This article provides an insightful examination of Elasticsearch as a dynamic search engine. It highlights the system’s proficiency in managing extensive data and improving search functions across various applications. This comprehensive overview is ideal for those looking to deepen their understanding of Elasticsearch’s capabilities. For more details, the full article is available here.

1. Introduction:

Elasticsearch is a distributed search engine that is built on top of the Apache Lucene library. It scales horizontally as more data is added, making it a highly flexible and scalable platform. It is an open-source technology that is designed to handle large volumes of data, making it an ideal choice for companies that need to analyze vast amounts of information.

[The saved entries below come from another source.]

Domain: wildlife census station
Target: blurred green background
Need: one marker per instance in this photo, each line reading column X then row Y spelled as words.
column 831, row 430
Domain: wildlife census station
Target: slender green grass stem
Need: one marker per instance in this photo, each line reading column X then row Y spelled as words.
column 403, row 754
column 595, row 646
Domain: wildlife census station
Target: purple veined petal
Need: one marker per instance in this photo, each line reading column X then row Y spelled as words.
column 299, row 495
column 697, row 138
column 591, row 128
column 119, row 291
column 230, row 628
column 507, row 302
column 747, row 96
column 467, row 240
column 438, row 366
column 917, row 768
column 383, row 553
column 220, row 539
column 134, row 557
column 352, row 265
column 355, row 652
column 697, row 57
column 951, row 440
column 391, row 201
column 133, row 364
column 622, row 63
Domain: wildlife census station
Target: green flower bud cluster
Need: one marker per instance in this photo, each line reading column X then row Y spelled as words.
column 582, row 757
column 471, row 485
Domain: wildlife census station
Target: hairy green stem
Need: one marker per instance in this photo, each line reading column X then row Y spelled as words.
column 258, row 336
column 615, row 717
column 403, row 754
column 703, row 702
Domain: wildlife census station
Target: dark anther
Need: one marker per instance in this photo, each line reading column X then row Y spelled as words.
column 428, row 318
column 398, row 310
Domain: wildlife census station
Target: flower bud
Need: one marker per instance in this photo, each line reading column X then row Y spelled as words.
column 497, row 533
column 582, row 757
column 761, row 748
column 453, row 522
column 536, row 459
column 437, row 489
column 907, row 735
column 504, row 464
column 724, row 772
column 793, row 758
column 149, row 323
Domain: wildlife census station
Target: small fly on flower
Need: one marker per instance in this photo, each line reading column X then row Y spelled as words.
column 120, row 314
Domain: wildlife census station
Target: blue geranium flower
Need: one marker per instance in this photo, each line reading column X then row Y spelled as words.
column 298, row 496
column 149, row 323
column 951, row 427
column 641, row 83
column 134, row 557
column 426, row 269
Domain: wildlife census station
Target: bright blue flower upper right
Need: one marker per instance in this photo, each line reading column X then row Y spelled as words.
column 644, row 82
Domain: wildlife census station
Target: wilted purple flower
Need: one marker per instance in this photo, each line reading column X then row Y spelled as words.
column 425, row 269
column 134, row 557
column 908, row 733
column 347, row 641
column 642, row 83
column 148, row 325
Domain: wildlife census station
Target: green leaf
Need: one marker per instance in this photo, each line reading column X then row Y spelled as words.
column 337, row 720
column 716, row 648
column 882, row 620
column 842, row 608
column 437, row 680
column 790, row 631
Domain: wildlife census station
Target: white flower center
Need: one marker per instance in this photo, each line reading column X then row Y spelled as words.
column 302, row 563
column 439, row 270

Kibana is an open-source data visualization and exploration tool used to analyze and visualize data stored in Elasticsearch. It provides a user-friendly interface to create real-time dashboards, charts, and graphs to visualize and analyze complex data. Kibana is often used in conjunction with Elasticsearch and Logstash to form the ELK stack (Elasticsearch, Logstash, Kibana).

Key features of Elasticsearch:

– Handle structured and unstructured data.

– Its powerful search capabilities: perform complex search queries on large volumes of data in near-real-time.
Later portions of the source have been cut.